Once upon a time a baby was born to a young couple in western Nebraska...and that baby was me. And 'once upon a time' was, in fact, exactly 35 years ago.
Birthdays are a funny thing. So much hoopla is made on what is simply the anniversary of the day you emerged from your mother's uterus. "Congratulations, Person, let us reward you for the pain & agony you put that woman through!"
In seriousness though, we know that it isn't the act of being born that is being celebrated but the very existence of a new life that previously wasn't and now is affecting so many other lives simply by his/her presence in this world. We so often hear the birth of a child described as "a miracle." It is only one of the most commonplace experiences on earth and yet despite the plebeian nature of the thing, there is no better word to apply to that moment when that which was previously two unrelated minute pieces of two completely different people emerges as a fully developed young life with his/her own look, personality and temperament.
I imagine that the concept of the "birth day" celebration was started by a mother. No one quite appreciates the day someone was born more than the one in whom that person once lived and who felt the "miracle" of that life in the most tangible of ways. To celebrate ones own day of introduction seems a bit vainglorious! "Hey, All of You Out There! I began to grace this world with my presence exactly 35 years ago today! Make with the merriment, will you? For I have enriched your lives by my very birth!" Yeah...perhaps there are a few out there that feel that way...but I'm still putting my money on a mother.
That would also explain why birthdays are more elaborately celebrated in childhood. I know, as a mother of young children myself, that my children's birthdays hold far more meaning to me than my own. And I want to cherish those memories and make the most of these fleeting moments now when I can still see glimpses of those new wrinkled baby faces that I met in their first hours in their now fresh childish faces that keep maturing before my very eyes. Every year--with balloons and cake and gifts and special meals--I am remembering that day (however many years ago) that I held them in my arms for the first time and I am beaming with pride at how their birth changed the course of history...at least for me.

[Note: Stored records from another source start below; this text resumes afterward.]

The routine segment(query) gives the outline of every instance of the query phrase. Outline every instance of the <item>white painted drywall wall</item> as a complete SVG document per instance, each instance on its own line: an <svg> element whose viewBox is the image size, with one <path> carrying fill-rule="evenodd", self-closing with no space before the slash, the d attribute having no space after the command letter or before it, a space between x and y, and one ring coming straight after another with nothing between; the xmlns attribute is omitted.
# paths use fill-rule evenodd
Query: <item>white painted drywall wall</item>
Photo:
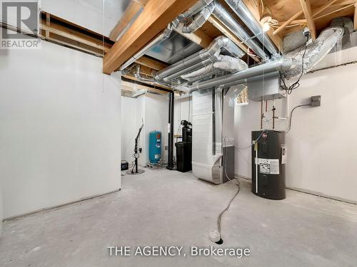
<svg viewBox="0 0 357 267"><path fill-rule="evenodd" d="M138 98L121 97L121 136L122 158L129 163L133 160L134 140L144 121L139 147L142 153L139 159L139 165L146 166L149 162L149 134L151 131L161 132L161 157L167 160L167 123L169 119L169 99L165 95L147 93Z"/></svg>
<svg viewBox="0 0 357 267"><path fill-rule="evenodd" d="M145 94L145 145L143 147L143 159L149 162L149 135L150 132L161 132L161 158L167 161L169 98L166 95ZM144 139L144 138L143 138Z"/></svg>
<svg viewBox="0 0 357 267"><path fill-rule="evenodd" d="M192 122L192 98L184 95L175 97L174 106L174 132L175 135L182 135L181 120L186 120ZM174 142L181 142L181 138L175 138ZM174 155L176 157L176 147L174 149Z"/></svg>
<svg viewBox="0 0 357 267"><path fill-rule="evenodd" d="M120 78L102 59L44 41L0 51L4 216L121 187Z"/></svg>
<svg viewBox="0 0 357 267"><path fill-rule="evenodd" d="M305 75L289 98L289 110L308 103L312 95L321 95L321 106L294 112L286 136L288 187L357 201L357 150L352 141L357 132L356 73L357 64L351 64ZM285 100L276 103L277 116L285 116ZM251 101L236 107L237 146L248 145L251 132L260 129L260 103ZM266 115L271 118L271 112ZM264 127L271 129L271 121ZM286 121L277 121L276 129L286 128ZM251 162L250 149L236 150L236 174L251 177Z"/></svg>
<svg viewBox="0 0 357 267"><path fill-rule="evenodd" d="M121 97L121 159L131 162L138 127L138 99Z"/></svg>
<svg viewBox="0 0 357 267"><path fill-rule="evenodd" d="M130 0L41 0L41 9L109 36L129 3Z"/></svg>
<svg viewBox="0 0 357 267"><path fill-rule="evenodd" d="M2 204L2 188L1 182L0 181L0 238L1 237L2 233L2 221L3 221L3 204Z"/></svg>

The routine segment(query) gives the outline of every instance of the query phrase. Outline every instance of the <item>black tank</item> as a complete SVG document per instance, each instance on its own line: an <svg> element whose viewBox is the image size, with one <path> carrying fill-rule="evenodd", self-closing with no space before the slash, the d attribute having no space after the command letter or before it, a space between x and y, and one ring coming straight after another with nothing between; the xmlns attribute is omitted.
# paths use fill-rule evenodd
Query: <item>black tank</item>
<svg viewBox="0 0 357 267"><path fill-rule="evenodd" d="M258 140L251 150L251 192L266 199L285 199L285 132L254 131L251 138L252 142Z"/></svg>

The child doesn't remember that day. All she knows is that today is important. That it's all about her. She is special. She is loved. And she is worth celebrating.
At least that is how I felt as a kid and how I strive to make my kids feel.

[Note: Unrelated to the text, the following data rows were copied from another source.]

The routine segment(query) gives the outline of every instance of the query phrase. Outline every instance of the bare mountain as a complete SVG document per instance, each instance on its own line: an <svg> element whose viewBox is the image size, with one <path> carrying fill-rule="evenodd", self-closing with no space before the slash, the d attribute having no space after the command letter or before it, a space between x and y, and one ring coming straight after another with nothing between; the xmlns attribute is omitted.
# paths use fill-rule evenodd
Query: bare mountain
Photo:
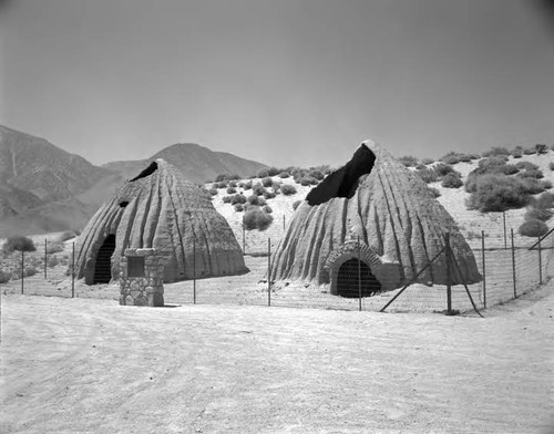
<svg viewBox="0 0 554 434"><path fill-rule="evenodd" d="M146 159L107 163L102 167L131 178L156 158L171 162L187 179L198 184L214 180L219 174L236 174L246 178L267 167L261 163L228 153L214 152L195 143L177 143Z"/></svg>
<svg viewBox="0 0 554 434"><path fill-rule="evenodd" d="M168 146L151 158L94 166L48 141L0 125L0 237L82 229L125 179L151 161L172 162L194 183L218 174L255 174L265 165L196 144Z"/></svg>
<svg viewBox="0 0 554 434"><path fill-rule="evenodd" d="M76 196L106 176L79 155L0 125L0 236L81 227L95 206Z"/></svg>
<svg viewBox="0 0 554 434"><path fill-rule="evenodd" d="M0 180L43 203L85 192L107 174L43 138L0 126Z"/></svg>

As I approach (what I hope is at least) the midpoint of my life, the less significant each passing year becomes. The years get shorter and making it around the sun another time doesn't feel like much. Autonomy means that instead of big elaborate parties with colored streamers and a group of friends, you get a card in the mail that you read in between errands. The ironic thing is that the smaller the outward celebration...the larger your impact on the world has become (hopefully in a positive way) and the more there is about your existence that is worth celebrating. At least that's what we should all be striving for.
I may not be that important in the scheme of history. My name may not be remembered more than a generation after my death. And I am more than okay with that. My ambition is not one of grandeur. I just want to be a positive influence to those around me. I want each year that I get to see another February 3rd come and go, to be another year in which I was the best version of me that I can be. I want to spend each day I get to breathe in this ol' planet's atmosphere, living--really living.
There are no balloons up for me today. There are no streamers. There will be no slumber parties or piles of presents. And I'll be making my own cake. But today I will celebrate my life and thank Jesus for letting me be a part of His plan.